Your task is to fit the LDA model (topic model) to a dataset, using Gibbs sampling. First you'll use the LDA as a generative model to create a synthetic corpus, and then you'll fit the model to try to recover the latent topic structure. This exercise will bring together all the tools we've covered for Bayesian models.
I've designed the exercise to be adaptive, so that you can compare your answers to mine or simply use my answers for parts you can't figure out. This applies at a conceptual level and at the level of coding. In the instructions below, each step expands into conceptual components, and then shows my code for each component. Before expanding each step, and before revealing the final code, try working out the conceptual structure and specific code on your own. Again, the idea is for you to do as much as you can on your own, with my answers available for scaffolding as needed.
Before starting, download this bit of code for sampling probability vectors from Dirichlet distributions, which you'll need at several points along the way.

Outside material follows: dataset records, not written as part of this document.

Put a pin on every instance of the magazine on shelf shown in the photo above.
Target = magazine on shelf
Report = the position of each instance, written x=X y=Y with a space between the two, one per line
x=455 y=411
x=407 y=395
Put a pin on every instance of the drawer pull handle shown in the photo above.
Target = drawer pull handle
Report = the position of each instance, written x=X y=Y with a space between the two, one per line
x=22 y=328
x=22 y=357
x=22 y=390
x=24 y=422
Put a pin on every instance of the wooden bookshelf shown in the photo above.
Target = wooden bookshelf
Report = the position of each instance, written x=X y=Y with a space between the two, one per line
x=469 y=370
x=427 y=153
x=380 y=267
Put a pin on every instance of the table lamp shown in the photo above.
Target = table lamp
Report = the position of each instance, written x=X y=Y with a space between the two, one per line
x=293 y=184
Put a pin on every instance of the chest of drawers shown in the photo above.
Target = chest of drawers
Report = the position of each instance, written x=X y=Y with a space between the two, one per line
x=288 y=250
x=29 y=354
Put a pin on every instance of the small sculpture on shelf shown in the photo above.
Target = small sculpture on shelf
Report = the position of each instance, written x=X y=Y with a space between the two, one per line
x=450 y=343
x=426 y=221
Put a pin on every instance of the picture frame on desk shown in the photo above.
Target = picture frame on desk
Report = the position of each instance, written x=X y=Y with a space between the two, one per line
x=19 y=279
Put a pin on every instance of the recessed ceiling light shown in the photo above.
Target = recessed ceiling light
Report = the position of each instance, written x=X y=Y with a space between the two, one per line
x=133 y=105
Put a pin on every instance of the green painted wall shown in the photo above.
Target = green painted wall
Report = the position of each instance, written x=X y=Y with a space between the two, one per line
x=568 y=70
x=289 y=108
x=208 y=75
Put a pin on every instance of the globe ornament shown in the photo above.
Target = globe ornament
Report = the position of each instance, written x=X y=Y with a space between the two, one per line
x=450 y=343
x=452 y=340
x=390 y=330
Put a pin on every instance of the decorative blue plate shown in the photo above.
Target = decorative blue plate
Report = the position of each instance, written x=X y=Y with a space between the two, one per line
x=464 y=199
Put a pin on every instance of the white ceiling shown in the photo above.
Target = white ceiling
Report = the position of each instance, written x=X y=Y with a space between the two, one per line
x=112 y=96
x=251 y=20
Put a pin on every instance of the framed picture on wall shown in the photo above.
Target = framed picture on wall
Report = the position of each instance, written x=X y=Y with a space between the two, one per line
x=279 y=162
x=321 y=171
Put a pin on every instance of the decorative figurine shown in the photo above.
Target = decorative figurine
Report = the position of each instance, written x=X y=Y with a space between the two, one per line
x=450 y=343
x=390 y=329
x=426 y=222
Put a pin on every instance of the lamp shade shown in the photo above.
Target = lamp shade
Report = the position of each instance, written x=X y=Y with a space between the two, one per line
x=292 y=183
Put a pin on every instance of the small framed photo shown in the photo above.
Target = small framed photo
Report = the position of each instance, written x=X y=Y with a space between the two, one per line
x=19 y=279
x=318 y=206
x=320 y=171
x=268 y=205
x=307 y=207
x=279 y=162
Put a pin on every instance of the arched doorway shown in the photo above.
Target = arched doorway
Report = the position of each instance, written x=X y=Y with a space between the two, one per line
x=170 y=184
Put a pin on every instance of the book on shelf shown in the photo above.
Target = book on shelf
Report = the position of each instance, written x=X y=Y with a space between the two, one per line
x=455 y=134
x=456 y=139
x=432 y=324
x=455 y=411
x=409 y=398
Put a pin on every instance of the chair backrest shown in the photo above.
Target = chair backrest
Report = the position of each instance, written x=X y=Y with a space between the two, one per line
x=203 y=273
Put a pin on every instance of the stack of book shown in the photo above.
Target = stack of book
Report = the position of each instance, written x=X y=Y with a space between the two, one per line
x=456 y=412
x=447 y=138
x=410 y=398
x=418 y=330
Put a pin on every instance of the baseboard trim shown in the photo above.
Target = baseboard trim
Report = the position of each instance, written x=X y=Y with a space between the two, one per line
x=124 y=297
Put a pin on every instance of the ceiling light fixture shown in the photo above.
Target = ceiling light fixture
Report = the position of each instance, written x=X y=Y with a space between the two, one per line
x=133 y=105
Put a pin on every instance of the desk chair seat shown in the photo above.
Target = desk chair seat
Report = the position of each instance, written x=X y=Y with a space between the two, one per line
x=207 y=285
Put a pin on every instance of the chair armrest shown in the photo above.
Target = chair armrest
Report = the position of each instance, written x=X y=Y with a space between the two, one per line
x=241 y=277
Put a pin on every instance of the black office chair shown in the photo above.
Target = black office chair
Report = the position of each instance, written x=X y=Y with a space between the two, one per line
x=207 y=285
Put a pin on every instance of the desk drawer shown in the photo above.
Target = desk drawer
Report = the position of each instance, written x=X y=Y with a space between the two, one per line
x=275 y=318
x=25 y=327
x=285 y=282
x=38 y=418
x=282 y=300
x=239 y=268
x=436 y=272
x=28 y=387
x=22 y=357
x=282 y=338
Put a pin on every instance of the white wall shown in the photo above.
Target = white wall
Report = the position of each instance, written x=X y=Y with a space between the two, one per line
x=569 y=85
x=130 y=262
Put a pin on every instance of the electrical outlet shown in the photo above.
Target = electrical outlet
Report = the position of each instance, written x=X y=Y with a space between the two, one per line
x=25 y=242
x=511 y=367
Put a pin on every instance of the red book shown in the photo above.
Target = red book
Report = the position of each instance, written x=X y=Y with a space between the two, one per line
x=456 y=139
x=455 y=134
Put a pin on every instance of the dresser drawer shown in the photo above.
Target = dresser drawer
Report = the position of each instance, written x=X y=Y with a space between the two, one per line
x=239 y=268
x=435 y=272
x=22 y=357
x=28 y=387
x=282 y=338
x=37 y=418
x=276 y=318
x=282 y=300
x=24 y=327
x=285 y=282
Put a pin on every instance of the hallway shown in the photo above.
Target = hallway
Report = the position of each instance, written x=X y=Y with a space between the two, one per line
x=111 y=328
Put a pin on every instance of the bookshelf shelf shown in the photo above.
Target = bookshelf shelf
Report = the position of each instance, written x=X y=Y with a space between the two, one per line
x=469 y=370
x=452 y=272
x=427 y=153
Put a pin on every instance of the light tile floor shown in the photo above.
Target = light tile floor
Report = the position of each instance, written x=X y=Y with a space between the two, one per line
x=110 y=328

1. Create a set of documents from the LDA generative model.
K = 5; %number of topics
D = 10; %number of documents
N = 100; %document length (same for all docs, for simplicity)
L = 50; %lexicon size
eta = ones(1,L)/5; %parameter for Dirichlet prior on beta; encourages each topic to be concentrated on a small number of words
alpha = ones(1,K)/5; %parameter for Dirichlet prior on theta; encourages each document to be on a small number of topics
beta = drchrnd(eta,K); %topic by word-type; each row is the word distribution for one topic, as drawn from Dirichlet(eta)
theta = drchrnd(alpha,D); %document by topic; each row is the topic distribution for one document, as drawn from Dirichlet(alpha)
z = zeros(D,N); %document by word-token
for d=1:D, for n=1:N
z(d,n) = find(rand < cumsum(theta(d,:)),1); %each z(d,n) is sampled according to theta(d,:)
end,end
w = zeros(D,N); %document by word-token
for d=1:D, for n=1:N
w(d,n) = find(rand < cumsum(beta(z(d,n),:)),1); %each w(d,n) is sampled according to beta(z(d,n),:)
end,end
M = 100; %number of times to cycle through parameters (beta,theta,z)
betaHat = zeros(K,L,M); %series of beta samples
thetaHat = zeros(D,K,M); %series of theta samples
zHat = zeros(D,N,M); %series of z samples
betaHat(:,:,1) = drchrnd(eta,K); %random starting point for beta (drawn from prior)
thetaHat(:,:,1) = drchrnd(alpha,D); %random starting point for theta (drawn from prior)
zHat(:,:,1) = randi(K,D,N); %random starting point for z (uniform across topics)
for m=2:M
Resample beta conditioned on the other variables.
For each beta(k,:), the relevant dependencies are the Dirichlet(eta) prior and the likelihoods of all words currently assigned to topic k (i.e., w(d,n) for z(d,n)==k). These are conjugate, so you just need to count up how many of those words are of each word-type. Matlab's histc function is useful here.
for k=1:K %resample beta for each topic k
counts = histc(w(zHat(:,:,m-1)==k)',1:L); %look at all words assigned to topic k, and count the number of each word-type in 1:L
betaHat(k,:,m) = drchrnd(eta+counts,1); %add the counts to the prior to get the posterior, and draw one Dirichlet sample for the new betaHat(k,:)
end
Resample theta conditioned on the other variables.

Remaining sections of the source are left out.